Warren's view seems to be that the Conservative party should simply outwait the allegedly waning surge of environmentalism. But this may is an ultimately short-sighted view.

The enthusiasm for the apocalyptic view of environmentalism may indeed be waning -- it's usually difficult to tell for certain.

But to pretend that the Liberal party couldn't profit politically from a new environmental focus is naive. Even if Canadians stop fearing an environmental apocalypse, the environment is still central to the issue of quality of life.

This is the conservative angle on the environmental issue. Even if apocalyptic zealots are outraged at the very idea that an environmental catastrophe may not be as imminent as activist scientists have insisted it is.

The other issue with Warren's thesis is the notion of Stephen Harper needing to remain in power for as long as possible.

The strength of Cooper's thesis is that it reflects a change in the purpose of Canadian government. Retaining power for power's own sake -- or even out-waiting political changes that may favour his party -- doesn't reflect these changes away from aelf-serving politics of public virtue and toward more responsible and accountable government.

Harper achieved this by doing what Tom Flanagan described as "tightening the screws" on government -- not only through a program of tax cuts, but also by trimming old Liberal party-era social engineering projects, as embodied by the court challenges program and by the ideological direction of the Status of Women.

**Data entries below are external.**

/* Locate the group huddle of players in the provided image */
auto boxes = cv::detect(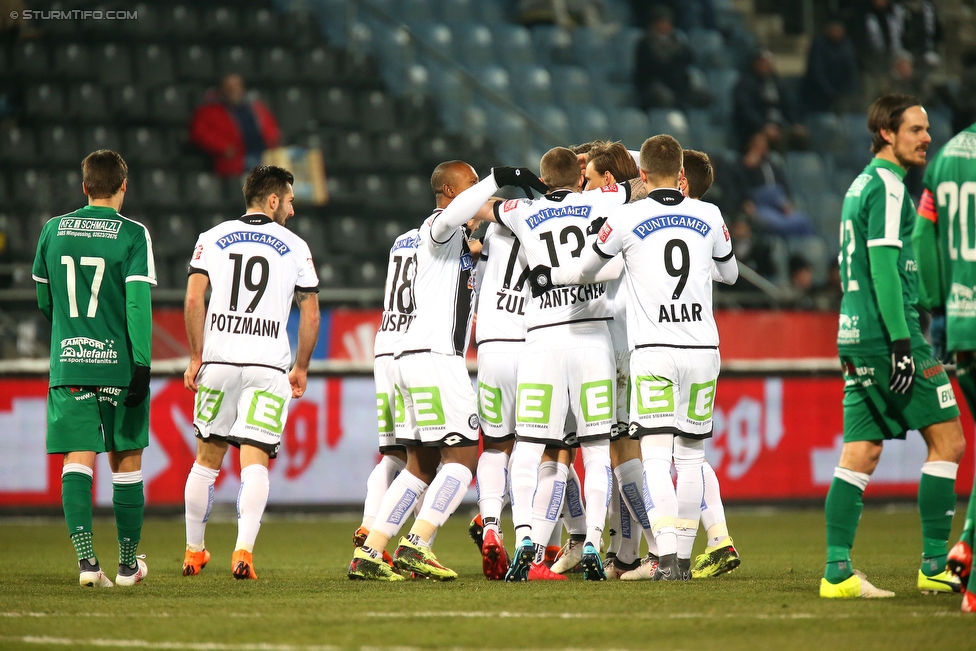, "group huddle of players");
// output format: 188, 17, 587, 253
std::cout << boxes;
348, 136, 739, 581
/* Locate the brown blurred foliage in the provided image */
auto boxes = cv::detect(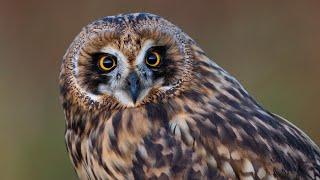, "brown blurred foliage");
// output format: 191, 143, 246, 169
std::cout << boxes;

Some would have expected that Harper's re-adjustment of the Royal Commission for the Status of Women -- as well as suggestions that Harper has treated women as a "left-wing fringe group" -- it seems that female voters are continually softening toward Harper.

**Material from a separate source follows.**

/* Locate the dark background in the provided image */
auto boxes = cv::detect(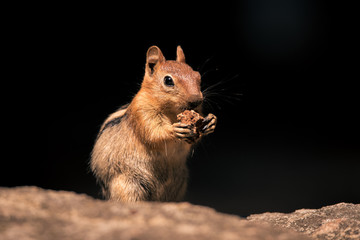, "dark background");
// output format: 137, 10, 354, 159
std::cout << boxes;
5, 0, 360, 216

The termination of the Liberal agenda of social engineering via various pet projects doesn't seem nearly as threatening to many Canadians as left-wing Canadians would have the rest of us believe.

Last but not least, dismissing national unity and environmentalism as fraudulent is intellectually perilous. Canada came within less than a percentage point of breaking up during the 1995 Quebec sovereignty referendum because the Liberal government of Jean Chretien was inattentive to, and bungled, the national unity file. Not because concerns regarding national unity are fraudulent.

Brian Lee Crowley has recently noted (and Denis Stairs noted before him), demographic shifts within Quebec will soon take the teeth out of Quebec separatism. This will change the form the national unity debate takes in Canada, but it will not lay the issue to rest.

Likewise environmentalism is not fraudulent. Whether the action taken on preserving the environment is taken to head off an apocalypse or is taken simply to improve the quality of life of Canadians, the issue of the environment is crucial.

The Conservative party needs to stop short of abolishing the politics of public virtue, and instead offer Canadians an alternative to the tired version of it to which they had once resigned themselves.

A conservative version of the politics of public virtue will very likely share the most compelling elements of the Liberal version. The difference, of course, should be that the conservative model shouldn't rely on state action to achieve that vision, but rather make it possible for citizens to accomplish those goals on their own -- even if the state provides some help along the way.